If we want to recompute all failed tasks and all canceled tasks we can do it as follows:

$ hq submit --array=`hq job task-ids 5 --filter=failed,canceled` ./my-computation

Note that it also works with --each-line or --from-json, i.e.:

# Original computation
$ hq submit --each-line=input.txt ./my-computation


# Resubmitting failed jobs
$ hq submit --each-line=input.txt --array=`hq job task-ids last --filter=failed` ./my-computation

Task restart#

Sometimes a worker might crash while it is executing some task. In that case the server will automatically reschedule that task to a different worker and the task will begin executing from the beginning.

In order to let the executed application know that the same task is being executed repeatedly, HyperQueue assigns each execution a separate Instance ID. It is a 32b non-negative number that identifies each (re-)execution of a task.

It is guaranteed that a newer execution of a task will have a larger instance ID, however HyperQueue explicitly does not guarantee any specific values or differences between two IDs. Each instance ID is valid only for a particular task. Two different tasks may have the same instance ID.

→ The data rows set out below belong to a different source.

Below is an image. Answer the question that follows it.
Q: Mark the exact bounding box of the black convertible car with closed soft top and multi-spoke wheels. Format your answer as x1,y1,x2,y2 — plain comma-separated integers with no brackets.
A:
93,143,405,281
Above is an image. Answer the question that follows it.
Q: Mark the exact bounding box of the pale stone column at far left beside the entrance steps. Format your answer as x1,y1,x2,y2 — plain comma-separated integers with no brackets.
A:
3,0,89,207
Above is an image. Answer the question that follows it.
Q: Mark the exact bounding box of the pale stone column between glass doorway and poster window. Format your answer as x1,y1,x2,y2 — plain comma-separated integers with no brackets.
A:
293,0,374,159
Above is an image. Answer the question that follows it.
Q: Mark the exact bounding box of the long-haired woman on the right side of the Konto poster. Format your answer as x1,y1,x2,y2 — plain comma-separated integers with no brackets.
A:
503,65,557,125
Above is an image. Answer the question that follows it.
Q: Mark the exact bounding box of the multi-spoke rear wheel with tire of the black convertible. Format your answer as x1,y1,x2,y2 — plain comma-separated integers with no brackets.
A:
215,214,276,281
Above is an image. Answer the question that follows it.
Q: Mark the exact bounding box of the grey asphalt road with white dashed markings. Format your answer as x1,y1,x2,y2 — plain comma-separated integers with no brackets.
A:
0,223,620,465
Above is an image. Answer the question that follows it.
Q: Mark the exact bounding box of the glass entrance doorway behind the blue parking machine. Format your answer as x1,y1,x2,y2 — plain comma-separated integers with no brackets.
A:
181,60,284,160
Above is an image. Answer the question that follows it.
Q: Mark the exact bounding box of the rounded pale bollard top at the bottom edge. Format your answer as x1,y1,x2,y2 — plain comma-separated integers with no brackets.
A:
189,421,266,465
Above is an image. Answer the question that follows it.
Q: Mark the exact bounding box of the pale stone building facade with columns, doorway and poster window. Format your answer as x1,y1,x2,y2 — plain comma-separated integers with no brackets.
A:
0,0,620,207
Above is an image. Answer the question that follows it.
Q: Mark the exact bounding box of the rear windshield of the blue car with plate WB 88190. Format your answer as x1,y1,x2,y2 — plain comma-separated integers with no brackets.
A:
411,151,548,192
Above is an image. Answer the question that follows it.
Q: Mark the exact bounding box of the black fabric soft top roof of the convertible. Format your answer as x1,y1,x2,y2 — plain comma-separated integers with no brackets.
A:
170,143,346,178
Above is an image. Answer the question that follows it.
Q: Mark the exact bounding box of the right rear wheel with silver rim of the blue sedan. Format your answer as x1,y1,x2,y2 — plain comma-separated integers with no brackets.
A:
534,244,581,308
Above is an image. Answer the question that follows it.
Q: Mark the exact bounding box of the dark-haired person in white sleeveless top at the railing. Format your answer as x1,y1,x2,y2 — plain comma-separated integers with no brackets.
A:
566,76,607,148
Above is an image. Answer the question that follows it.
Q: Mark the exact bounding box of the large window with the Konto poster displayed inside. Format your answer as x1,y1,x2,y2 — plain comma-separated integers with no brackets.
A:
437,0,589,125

Instance IDs can be useful e.g. when a task is restarted, and you want to distinguish the output of the first execution and the restarted execution (by default, HQ will overwrite the standard output/error file of the first execution). You can instead create a separate stdout/stderr file for each task execution using the instance ID placeholder.

Task array failures#

By default, when a single task of a task array fails, the computation of the job will continue.

You can change this behavior with the --max-fails=<X> option of the submit command, where X is non-negative integer. If specified, once more tasks than X tasks fail, the rest of the job's tasks that were not completed yet will be canceled.

For example:

$ hq submit --array 1-1000 --max-fails 5 ...
This will create a task array with 1000 tasks. Once 5 or more tasks fail, the remaining uncompleted tasks of the job will be canceled.